The cohort of foreign fighters emerging out of Syria is the most operationally experienced, lethally skilled, and highly networked group of jihadis to date—and their ties to Sri Lanka had already been demonstrated. Mohammad Muhsin Nilam, also known as Abu Shurayh, was a Sri Lankan Islamic State adherent who was killed in an airstrike on Raqqa in 2015. Nilam was believed to have close contacts with the NTJ network. Sri Lankan intelligence and security should have been following that network closely.

It is not yet known if Nilam, his network, or anyone else connected to the Islamic State was involved in these attacks. Sri Lankan authorities know who these individuals are, what part of the country they are from, and who their families are. But they should have been actively monitoring these individuals or identified their current whereabouts.

The fallout from this intelligence failure will be severe. The constitutional crisis and political competition that helped contribute to this disaster will likely get worse as the country searches for who is to blame. As Sri Lanka grapples with its own dysfunction, investigators from around the world are flocking to the country to help piece together who was behind this attack.

There was a lack of appreciation that Sri Lanka could be a target of international jihadi attack. And as with other major attacks, coordination among security services was seriously lacking. Sri Lanka failed spectacularly on this front, but it also failed to warn the public, who could have aided investigations or thwarted attempted attacks.

But fundamentally, the Easter bombings laid bare the dangers of Sri Lanka’s lingering political crisis and unresolved sectarian tensions.
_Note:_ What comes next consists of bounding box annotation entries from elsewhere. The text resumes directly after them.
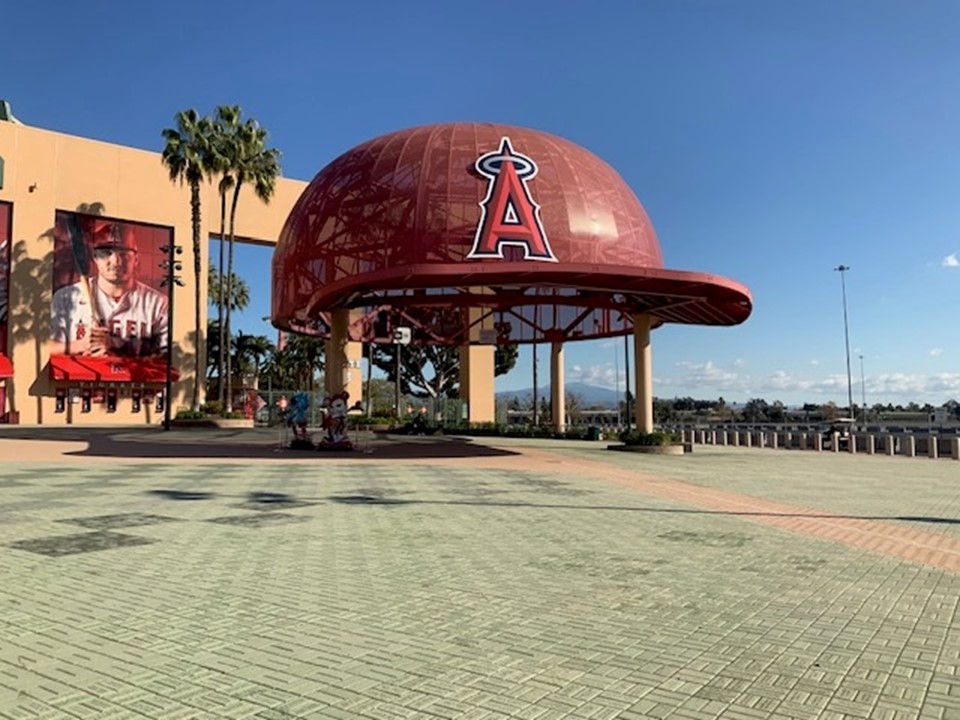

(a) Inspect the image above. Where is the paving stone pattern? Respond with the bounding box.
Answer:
[0,443,960,720]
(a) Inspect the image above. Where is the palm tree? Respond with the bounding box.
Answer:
[207,268,250,310]
[280,333,324,393]
[209,105,240,403]
[161,108,210,410]
[236,332,274,387]
[225,120,280,412]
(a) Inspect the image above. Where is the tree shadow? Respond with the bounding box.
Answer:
[149,490,214,501]
[0,425,519,464]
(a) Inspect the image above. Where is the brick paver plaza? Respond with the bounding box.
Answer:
[0,430,960,720]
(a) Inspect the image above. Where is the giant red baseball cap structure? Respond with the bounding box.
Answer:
[272,122,752,430]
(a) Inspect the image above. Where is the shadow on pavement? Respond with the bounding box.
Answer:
[0,426,518,463]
The country’s complacency in the face of such dire warnings demonstrates that political leaders were lulled into believing that Sri Lanka’s terrorism problem was over after it had defeated the Tamil Tigers — and failed to see the dangers round the corner.

Lydia Khalil is a former intelligence advisor to the Boston Police Department and counterterrorism analyst to the New York Police Department. She is currently a research fellow at the Lowy Institute in Sydney, Australia.